Even with this definition, I can't agree with OP's statement: The trend of any system is chaos. Well, have you ever looked at the evolution of life on Earth, or cosmological evolution into atoms, stars and planets? These seem to be "orderings of complex systems", and could only really be deemed "chaotic" if you look at the more realistic definition of entropy, as in, well, at the start of the universe you could say "the quantum foam is only really doing this and this, thus order" and now it's "well humans have evolved on earth and they want to go to the moon and mars but maybe they will maybe they won't and also they may destroy the planet lol" ok, there's a bit of unpredictability there, but it is still a more complex system than at the start if the universe, and if you take the well known definition of entropy, the evolution of life and planets and stars and the development of technology all seem to throw this old definition out the window.
Systems don't tend towards chaos, they tend towards energetic equilibrium, they actually TEND towards lower energy states, so, states with very little "disorder" and "chaos".
So, is your table gathering dust, is that chaos?

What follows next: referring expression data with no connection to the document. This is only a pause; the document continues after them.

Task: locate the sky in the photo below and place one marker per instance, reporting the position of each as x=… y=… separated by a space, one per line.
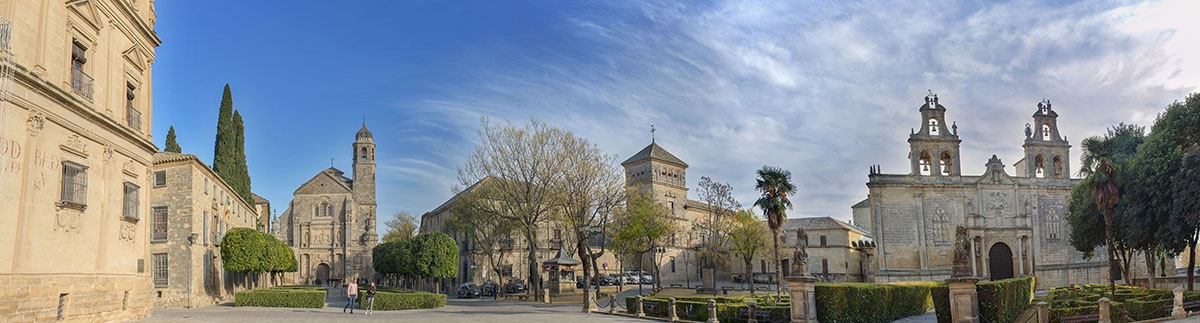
x=825 y=89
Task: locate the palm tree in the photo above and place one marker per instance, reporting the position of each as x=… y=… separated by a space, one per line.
x=775 y=185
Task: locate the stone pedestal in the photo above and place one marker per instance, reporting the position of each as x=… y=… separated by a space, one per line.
x=803 y=292
x=964 y=300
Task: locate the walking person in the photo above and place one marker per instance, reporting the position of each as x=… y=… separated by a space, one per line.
x=370 y=298
x=352 y=292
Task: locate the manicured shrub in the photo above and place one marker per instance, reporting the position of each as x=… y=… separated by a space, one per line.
x=871 y=301
x=1003 y=300
x=282 y=297
x=403 y=299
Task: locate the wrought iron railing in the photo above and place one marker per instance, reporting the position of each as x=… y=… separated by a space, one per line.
x=133 y=118
x=82 y=83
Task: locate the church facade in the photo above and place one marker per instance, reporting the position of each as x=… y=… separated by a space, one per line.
x=1017 y=222
x=330 y=223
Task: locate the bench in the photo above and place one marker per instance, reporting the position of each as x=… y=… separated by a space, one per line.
x=1081 y=318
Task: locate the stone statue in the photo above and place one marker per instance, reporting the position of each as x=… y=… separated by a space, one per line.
x=801 y=256
x=961 y=257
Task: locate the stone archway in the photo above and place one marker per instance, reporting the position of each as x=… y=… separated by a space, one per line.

IS that disorder? The dust fall is natural, your definition of an orderly table is one without a layer of dust. You can't define scientific laws based on human preference. You really shouldn't.
Now, That same table, it will eventually get so old that someone will throw it away, or maybe it gets so old it just falls apart. Ok, I guess that is a bit of chaos and unpredictability, where exactly the molecules of the table will go from there. I can agree that the "death" of an object or person seems to be the best indicator of the concept of entropy, but this only really can be used when you look at an individual [object or system]. The greater system as a whole it is embedded within, seems to be trending towards evolutionary complexity, whether that is the universe or the tree of life or the evolution of technology.